Everyone has their own method. There are books on method acting. I go by the best way which was with Mr. Alkazi. You know, I watched him very carefully in my impressionable years. He is absolutely amazing with characterisation. He made you study the role very carefully, had many discussions to find out what the character was about, examined his/her interaction with other characters, and the play’s theme. Once you understood your part in the play, you had to get a hook into it — had to find that one thing in the character and observe that something in the world around you. Of course, there is no fixed way of approaching it. What you have to do is search for the truth of the role. You can’t put on and pretend. It takes time. I know that Amal gives five months to a play, Mr. Alkazi gives it three months. Sai Paranjpye is another person I really enjoyed working with. She had a way of persuading you to enter the character in a particular way. Imagination plays a great role in entering the character, as does observation. You also need to practice a lot, come in front of the director, show him something. If that fails, try something else.

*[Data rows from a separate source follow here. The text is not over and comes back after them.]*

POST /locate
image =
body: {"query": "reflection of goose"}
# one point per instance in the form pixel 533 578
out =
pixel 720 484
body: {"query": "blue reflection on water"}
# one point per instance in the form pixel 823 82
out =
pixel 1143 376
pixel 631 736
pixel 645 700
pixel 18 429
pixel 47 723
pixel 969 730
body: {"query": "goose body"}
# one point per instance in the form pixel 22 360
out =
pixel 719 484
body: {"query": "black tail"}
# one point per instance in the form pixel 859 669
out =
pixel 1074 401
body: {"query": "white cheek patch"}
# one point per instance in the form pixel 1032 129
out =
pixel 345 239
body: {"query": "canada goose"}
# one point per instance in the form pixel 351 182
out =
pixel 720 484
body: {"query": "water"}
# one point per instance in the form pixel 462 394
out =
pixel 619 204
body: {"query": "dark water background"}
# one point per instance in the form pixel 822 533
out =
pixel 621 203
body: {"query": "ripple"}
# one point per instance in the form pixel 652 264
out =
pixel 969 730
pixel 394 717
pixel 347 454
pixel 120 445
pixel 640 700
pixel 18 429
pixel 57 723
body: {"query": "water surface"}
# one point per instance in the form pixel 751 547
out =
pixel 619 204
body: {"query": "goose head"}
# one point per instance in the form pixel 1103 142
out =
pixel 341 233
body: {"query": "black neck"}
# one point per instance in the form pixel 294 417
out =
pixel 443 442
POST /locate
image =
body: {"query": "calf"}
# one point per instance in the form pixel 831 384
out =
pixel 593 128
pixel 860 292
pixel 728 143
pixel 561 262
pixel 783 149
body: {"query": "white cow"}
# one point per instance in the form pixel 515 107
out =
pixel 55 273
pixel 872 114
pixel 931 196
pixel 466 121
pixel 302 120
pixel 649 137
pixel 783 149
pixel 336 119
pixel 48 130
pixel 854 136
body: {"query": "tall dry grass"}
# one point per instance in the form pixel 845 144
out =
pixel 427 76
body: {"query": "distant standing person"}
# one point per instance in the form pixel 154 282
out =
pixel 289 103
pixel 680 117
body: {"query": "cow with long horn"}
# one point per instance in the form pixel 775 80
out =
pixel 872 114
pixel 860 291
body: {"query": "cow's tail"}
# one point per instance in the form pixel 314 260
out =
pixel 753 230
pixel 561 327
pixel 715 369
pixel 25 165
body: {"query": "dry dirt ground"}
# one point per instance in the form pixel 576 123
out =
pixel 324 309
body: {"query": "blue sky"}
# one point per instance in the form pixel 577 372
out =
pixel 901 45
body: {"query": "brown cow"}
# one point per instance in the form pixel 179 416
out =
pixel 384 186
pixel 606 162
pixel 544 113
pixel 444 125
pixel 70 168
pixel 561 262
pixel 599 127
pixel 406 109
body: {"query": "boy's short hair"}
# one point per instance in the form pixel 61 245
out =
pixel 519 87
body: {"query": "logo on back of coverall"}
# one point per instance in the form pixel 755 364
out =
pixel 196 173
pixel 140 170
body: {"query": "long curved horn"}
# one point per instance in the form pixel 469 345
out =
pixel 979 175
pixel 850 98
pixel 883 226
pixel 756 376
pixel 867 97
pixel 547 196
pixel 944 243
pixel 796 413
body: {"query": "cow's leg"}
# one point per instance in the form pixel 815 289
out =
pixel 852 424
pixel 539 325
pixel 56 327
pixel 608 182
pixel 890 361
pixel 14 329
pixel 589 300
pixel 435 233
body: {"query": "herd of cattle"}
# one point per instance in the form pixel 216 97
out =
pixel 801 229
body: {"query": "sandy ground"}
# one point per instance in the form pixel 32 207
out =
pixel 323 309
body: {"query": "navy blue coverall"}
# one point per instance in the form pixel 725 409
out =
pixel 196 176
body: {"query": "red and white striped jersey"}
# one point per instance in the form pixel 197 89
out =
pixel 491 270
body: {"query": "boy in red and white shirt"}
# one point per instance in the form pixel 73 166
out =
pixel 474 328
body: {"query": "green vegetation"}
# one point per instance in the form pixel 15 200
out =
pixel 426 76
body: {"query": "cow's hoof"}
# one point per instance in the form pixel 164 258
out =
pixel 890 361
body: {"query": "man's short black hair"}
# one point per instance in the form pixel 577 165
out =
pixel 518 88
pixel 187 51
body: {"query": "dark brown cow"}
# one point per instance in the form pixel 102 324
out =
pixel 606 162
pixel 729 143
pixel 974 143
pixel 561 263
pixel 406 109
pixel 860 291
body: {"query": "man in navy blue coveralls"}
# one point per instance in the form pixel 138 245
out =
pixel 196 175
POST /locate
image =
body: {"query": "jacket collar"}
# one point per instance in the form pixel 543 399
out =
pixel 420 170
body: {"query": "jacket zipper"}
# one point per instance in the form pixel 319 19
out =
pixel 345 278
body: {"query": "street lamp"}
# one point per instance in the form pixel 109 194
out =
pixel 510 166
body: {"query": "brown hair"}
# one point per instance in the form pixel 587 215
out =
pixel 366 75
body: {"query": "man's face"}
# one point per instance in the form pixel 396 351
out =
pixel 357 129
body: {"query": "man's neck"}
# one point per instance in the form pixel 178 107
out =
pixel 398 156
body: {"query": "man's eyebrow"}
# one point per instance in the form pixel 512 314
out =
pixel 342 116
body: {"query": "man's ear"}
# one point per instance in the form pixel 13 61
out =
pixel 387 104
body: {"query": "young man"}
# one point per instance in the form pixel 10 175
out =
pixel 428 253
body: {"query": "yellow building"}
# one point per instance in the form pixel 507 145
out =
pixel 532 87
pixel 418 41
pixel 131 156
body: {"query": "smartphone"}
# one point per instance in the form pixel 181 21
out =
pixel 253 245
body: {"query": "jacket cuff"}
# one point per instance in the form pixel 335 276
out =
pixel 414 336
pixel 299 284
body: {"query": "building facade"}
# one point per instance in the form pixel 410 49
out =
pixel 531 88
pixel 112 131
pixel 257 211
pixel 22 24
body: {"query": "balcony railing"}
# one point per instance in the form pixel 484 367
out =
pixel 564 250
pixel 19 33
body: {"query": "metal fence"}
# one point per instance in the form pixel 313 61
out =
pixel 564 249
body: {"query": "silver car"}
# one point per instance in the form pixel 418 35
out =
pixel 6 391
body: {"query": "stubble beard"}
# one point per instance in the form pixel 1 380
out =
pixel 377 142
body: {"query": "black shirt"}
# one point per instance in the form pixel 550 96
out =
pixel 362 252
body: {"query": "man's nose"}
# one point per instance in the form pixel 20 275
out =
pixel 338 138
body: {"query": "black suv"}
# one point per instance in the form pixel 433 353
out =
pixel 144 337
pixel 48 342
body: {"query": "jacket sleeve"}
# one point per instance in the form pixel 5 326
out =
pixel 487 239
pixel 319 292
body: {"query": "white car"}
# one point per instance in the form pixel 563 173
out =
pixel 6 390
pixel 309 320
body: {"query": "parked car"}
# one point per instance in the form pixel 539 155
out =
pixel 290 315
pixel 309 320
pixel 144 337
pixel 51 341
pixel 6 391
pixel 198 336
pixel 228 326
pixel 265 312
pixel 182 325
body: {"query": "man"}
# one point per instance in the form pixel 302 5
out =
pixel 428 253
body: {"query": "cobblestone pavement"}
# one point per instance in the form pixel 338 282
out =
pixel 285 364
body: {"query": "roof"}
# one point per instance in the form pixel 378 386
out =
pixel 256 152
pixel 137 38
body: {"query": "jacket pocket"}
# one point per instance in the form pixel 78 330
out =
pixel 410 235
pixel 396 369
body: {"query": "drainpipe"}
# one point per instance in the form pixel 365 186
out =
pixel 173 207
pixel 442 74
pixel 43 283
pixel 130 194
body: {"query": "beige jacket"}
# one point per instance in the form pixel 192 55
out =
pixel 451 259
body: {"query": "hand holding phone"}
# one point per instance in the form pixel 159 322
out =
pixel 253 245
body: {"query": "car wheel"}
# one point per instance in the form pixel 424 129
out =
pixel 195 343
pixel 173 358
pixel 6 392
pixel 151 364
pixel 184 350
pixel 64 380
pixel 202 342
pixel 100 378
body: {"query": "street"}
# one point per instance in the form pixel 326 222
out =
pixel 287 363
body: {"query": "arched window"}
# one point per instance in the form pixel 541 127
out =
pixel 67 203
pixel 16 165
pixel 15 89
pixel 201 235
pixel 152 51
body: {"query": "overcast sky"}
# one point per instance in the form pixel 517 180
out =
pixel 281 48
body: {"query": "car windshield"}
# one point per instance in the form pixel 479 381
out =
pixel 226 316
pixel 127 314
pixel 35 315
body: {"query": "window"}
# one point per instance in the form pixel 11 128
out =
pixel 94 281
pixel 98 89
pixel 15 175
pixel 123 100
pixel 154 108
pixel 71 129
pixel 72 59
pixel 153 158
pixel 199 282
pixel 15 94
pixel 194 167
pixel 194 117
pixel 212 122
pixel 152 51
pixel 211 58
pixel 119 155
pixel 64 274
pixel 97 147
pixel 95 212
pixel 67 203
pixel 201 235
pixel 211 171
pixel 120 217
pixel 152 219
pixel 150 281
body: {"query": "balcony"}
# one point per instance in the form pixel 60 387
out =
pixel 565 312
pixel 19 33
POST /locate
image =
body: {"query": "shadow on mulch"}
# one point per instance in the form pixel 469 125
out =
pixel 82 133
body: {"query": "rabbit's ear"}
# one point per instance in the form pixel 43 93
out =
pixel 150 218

Did the extensive experiences with many directors shape your own work as a director?

I’ll tell you something, how I became a director is very interesting. It was because I was an actor. I observed a great deal. The way Mr. Alkazi used to teach his actors, I took it very seriously. He used to give us one hour long individual classes on speech, pace, volume, emphasis, pronunciation. And then, I was a teacher too. So I found it very interesting to do a play and teach all these actors.

You once said that you will never act in a play your were directing yourself. Does that still hold true?

Yes, I could never do that. I think you lose your distance and perspective that way.

And how do you choose the plays you act in and direct?

I’m very particular about choosing a play. After all, you have to put so much time into it, it’s your life’s blood. So I do plays that I want to do, that mean something to me. Like “Rashômon”, I found it very relevant and engaging. Secondly, I’m very devoted to Federico Garcia Lorca. I still want to do one more play of his. I feel very connected to his work, still feel like he’s speaking to me. I’ve acted in and directed “Yerma”, directed “Blood Wedding” twice, as well as other plays by him. Now if I get a chance I’ll do “The House of Bernarda Alba”.

As someone who has worked with speech and voice, and taught theatre, do you see it as something that must be an inherent talent, or one that can be cultivated?

That’s a very interesting question, because I honestly believe that you have to have a flair, that one spark, from the start. You might go a whole lifetime not discovering it, which is very sad. Once it’s been discovered though, then it can be trained. But to begin with it has to be inherent.